LONDON/Jerusalem - Hundreds of British academics said Tuesday they would boycott contact with Israeli universities over the state’s “intolerable human rights violations” towards Palestinians.
The announcement, entitled “A commitment by UK scholars to the rights of Palestinians”, was printed as a full-page advertisement in The Guardian newspaper.
The 343 academics from 72 institutions said they would still work with Israeli colleagues on an individual basis.
“We are deeply disturbed by Israel’s illegal occupation of Palestinian land, the intolerable human rights violations that it inflicts on all sections of the Palestinian people, and its apparent determination to resist any feasible settlement,” the advert said.

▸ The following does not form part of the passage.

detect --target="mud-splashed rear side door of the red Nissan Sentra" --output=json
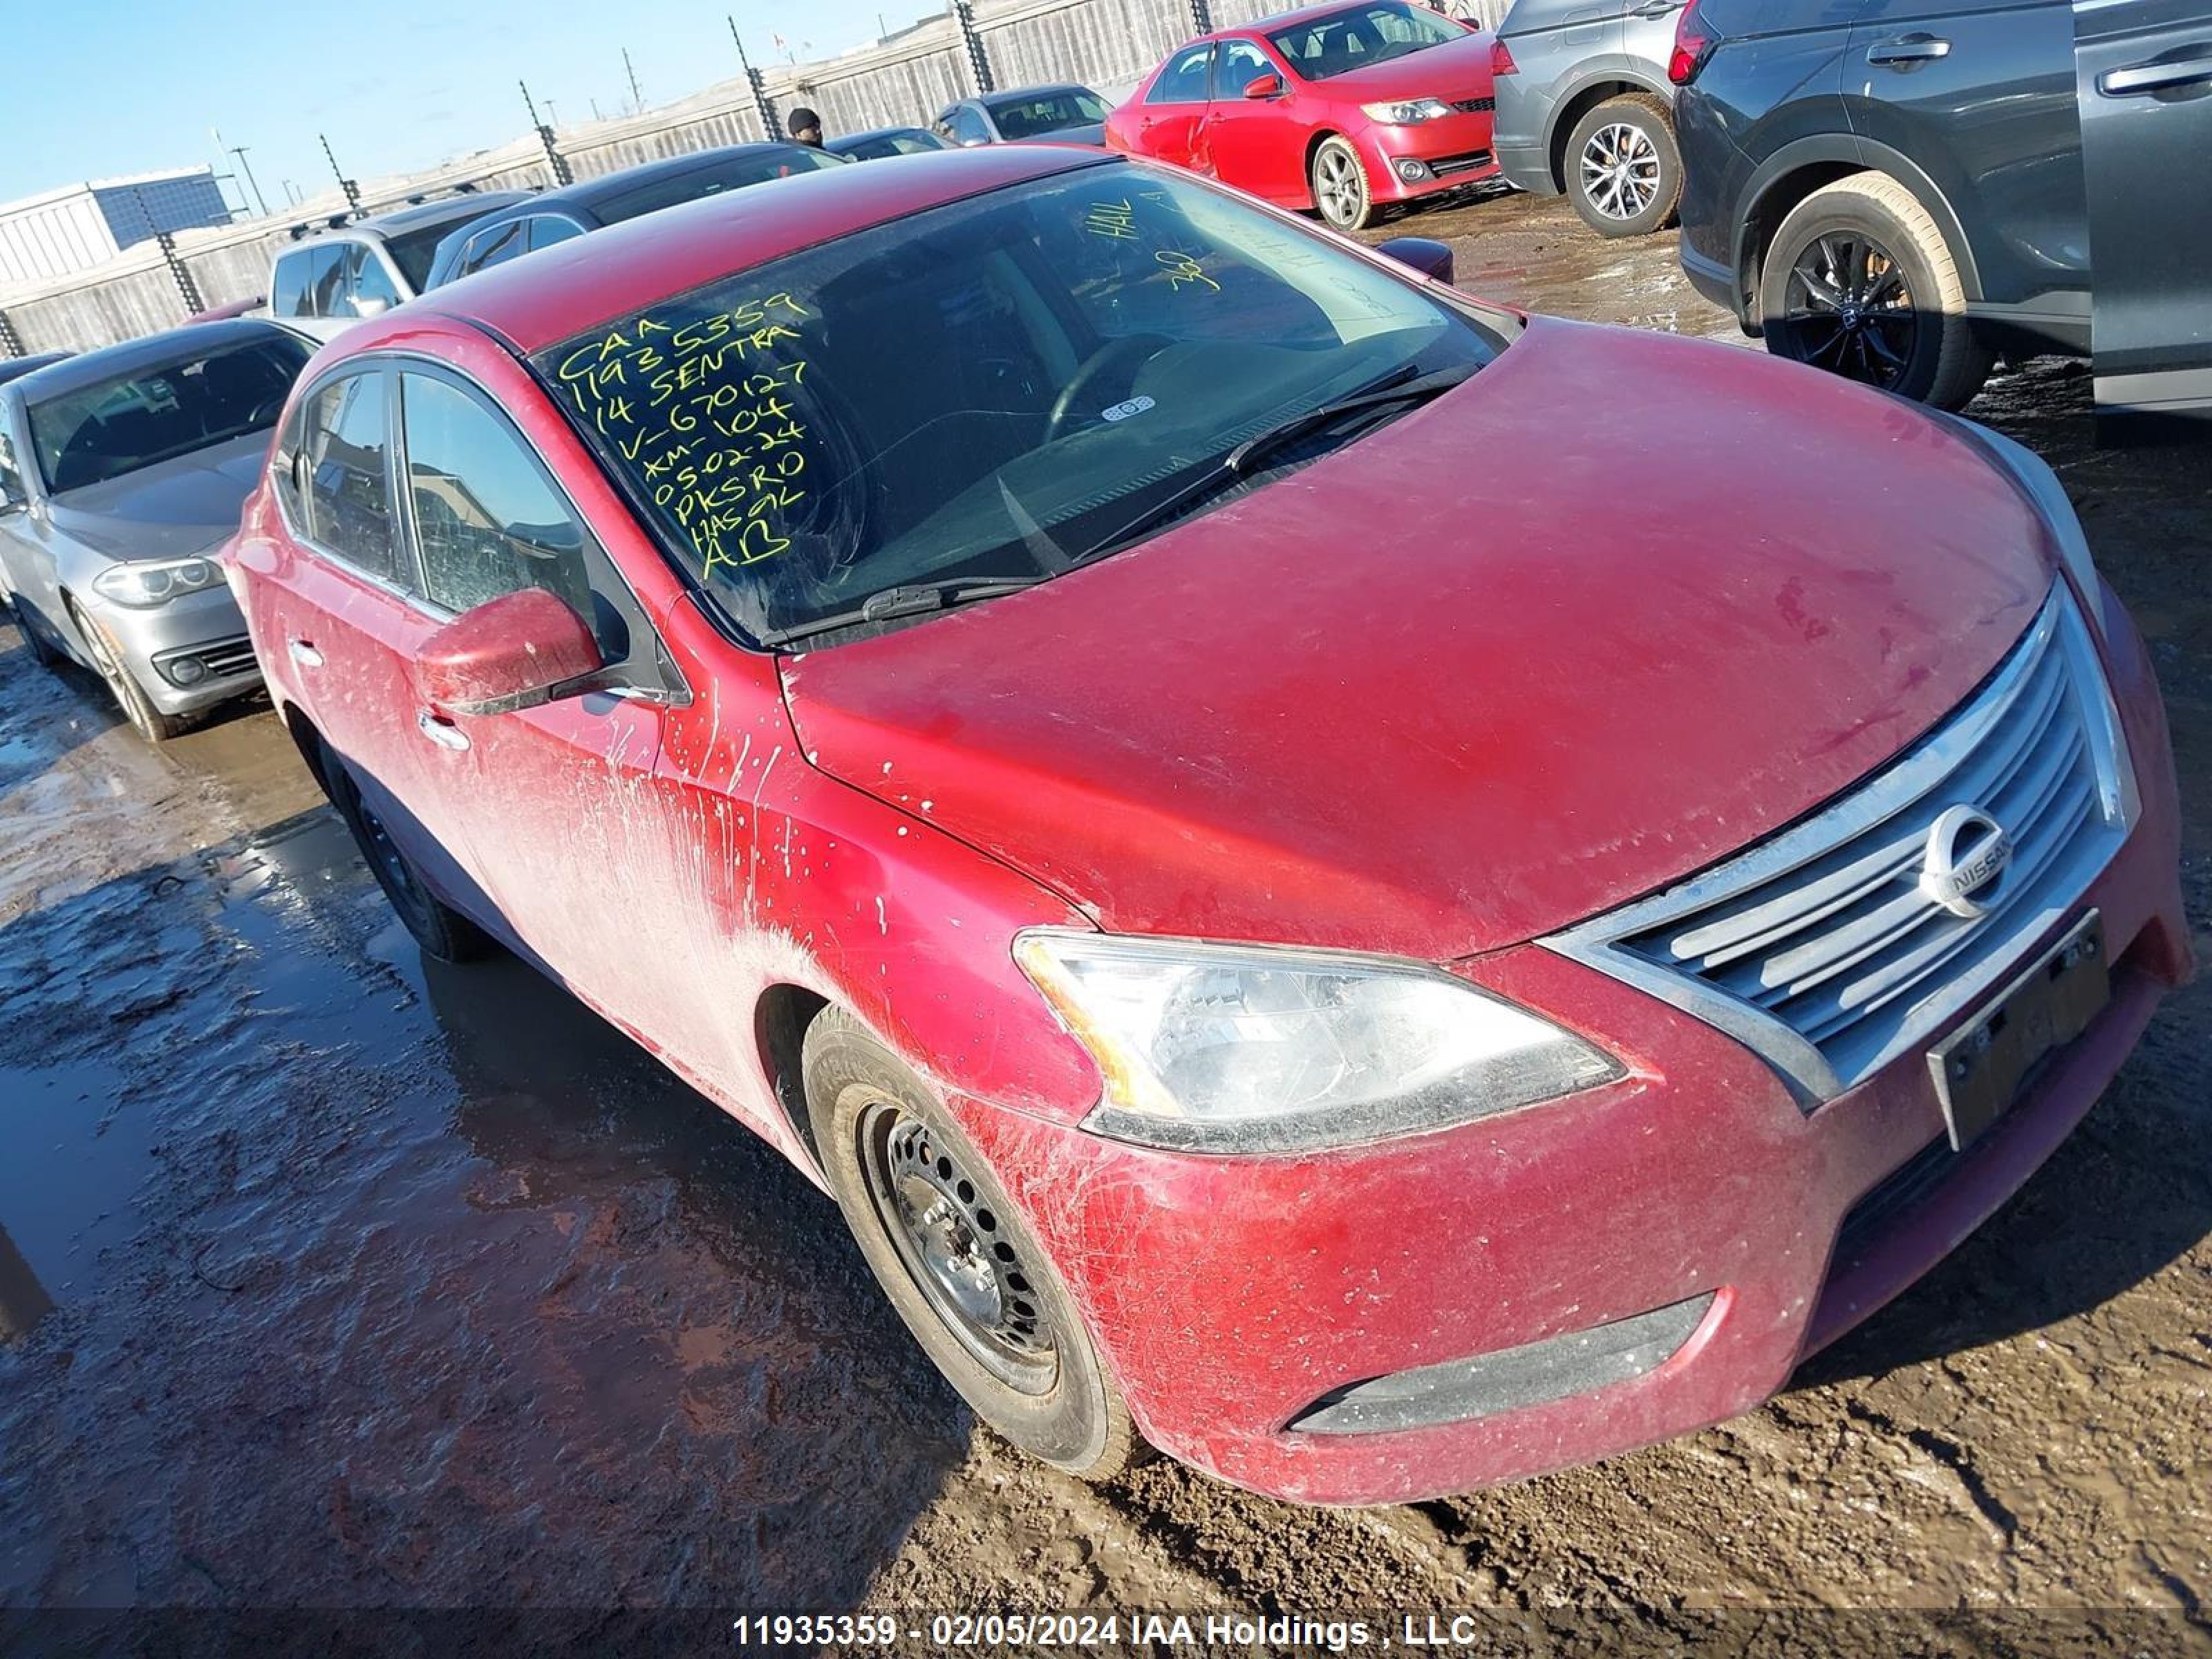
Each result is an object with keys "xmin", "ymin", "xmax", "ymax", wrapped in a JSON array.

They said they would not accept invitations to visit Israeli academic institutions, participate in conferences funded, organised or sponsored by them, “or otherwise cooperate with them”.
Jonathan Rosenhead, from the London School of Economics, a spokesman for the boycott, said Israeli universities were “at the heart of Israel’s violations of international law and oppression of the Palestinian people”.
Meanwhile, two Palestinians were shot dead after stabbing and wounding an Israeli soldier in the occupied West Bank on Tuesday, the military said, and an American-Israeli wounded in an attack two weeks ago died of his injuries, an Israeli hospital said.
An Israeli court on Tuesday ordered the jailing of a firebrand cleric whose Islamist group has been accused of inciting a wave of violence over Jerusalem’s Al-Aqsa mosque compound.
Raed Salah, the head of the radical northern wing of the Islamic Movement in Israel, was found guilty on appeal of inciting violence at the holy site in a 2007 speech.
However he has also been on the government’s radar for stoking current tensions over the compound that has led to a wave of anti-Israeli knife attacks, shootings and violent protests.
Israeli Prime Minister Benjamin Netanyahu promised last week to ban the Islamic Movement for “wild incitement” of the current attacks.
During the speech in 2007, Salah urged “all Muslims and Arabs (to) start an intifada (uprising) to support holy Jerusalem and the blessed Al-Aqsa mosque.”
Salah was ordered to present himself to prison officers on November 15.